Not too many people know – or care, for that matter – that the month of January gets its name from the Roman God Janus. Since Janus was the god of endings and beginnings, he had two faces, one looking back into the past and one looking forward into the future. I’m not enough of a student of Roman mythology to know how Janus used his exceptional vision, but I do know that millions of modern men and women use the beginning of the new year as an excuse to make resolutions, based on a decidedly imperfect view of both the past and the future.
Don’t do it! Resolutions are evil things whose sole purpose is to generate guilt among those who fail to keep them and anxiety among those who do. For example, back when I was a four-pack-a-day smoker, I didn’t have to worry about my health, because I knew that even if I was eaten by a lion not named Cecil, smoking would still be my official cause of death. Then for reasons I’m still not sure of, 17 years ago I successfully resolved to quit.

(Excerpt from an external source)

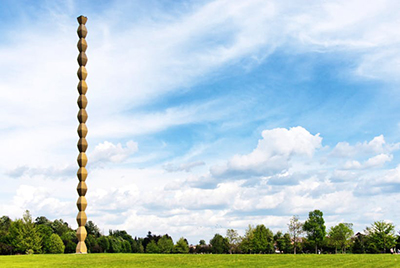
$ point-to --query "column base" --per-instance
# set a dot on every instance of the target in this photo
(81, 248)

But was my life now perfect? No way. I soon learned that now there were thousands of demons lying in wait to cause my demise. I admit that I was terrified. Then I figured out that, when faced with innumerable potential threats, there’s no point in worrying about–or making resolutions regarding–any of them.
And most important of all, making a resolution isn’t much fun no matter how it plays out. My theory is that the first few days of the new year ought to be fun. After all, there’s a good chance most of the rest of the year won’t be. That’s why I spend the dawning of each new year daydreaming about fun things I’ve done in the past or would like to do in the future.
Some of my daydreams are at least semi-practical. For example, I’d like to return to my native Kansas for some late season pheasant hunting. If anything’s going to come of that dream, I’m going to have to get off my duff. The season closes at the end of January and putting an out of state hunt together takes time.
My two Wyoming antelope hunts left me with plenty of material for daydreams. A witch’s brew of other commitments, sound reasons and lazy excuses has so far kept hunt number three on the back burner, but it will happen. Meanwhile my Wyoming daydreams are so vivid I can smell the sage brush.
After 16 consecutive years, Amber’s and my week in Ontario slipped from reality to daydream status several years ago. Nevertheless, that single week still generates more hours of daydreaming than all of my other outdoor activities combined.
For one heart-pounding week back in 1988, I maneuvered myself within a cat’s whisker of a South African blackpowder plains game safari. Pragmatism tells me that chance will never come again, but in my daydreams, hope’s lamp still burns bright.
Lest anyone misunderstand, good daydreaming subjects don’t have to involve travel beyond state or international borders. Local deer hunting fanatics like myself prefer to use fancy terms like “visualization,” because the hours of mental practice time we put in imagining ourselves facing various hunting scenarios truly are an important part of preparing for a successful hunt. Or we could be completely honest and admit we’ve been daydreaming.
Outdoor daydreams aren’t bound by time. I’m as likely to be daydreaming about an experience I had 60 years ago as I am about one that happened last week. The one thing they have in common is that, unlike night dreams they’re always pleasurable.
But perhaps I should place a caveat on that. My daydreaming is always pleasurable to me but not necessarily to certain other people, namely Amber. She claims I get a 1,000-yard
stare when I start to daydream at the dinner table. Based on that flimsy evidence, she thinks I’m “off somewhere” instead of paying attention to her.
She might have a point. On the other hand, if I had actually been off somewhere fishing or hunting instead of daydreaming about it, I wouldn’t have been sitting at the table at all. Sometimes you just have to take what you can get.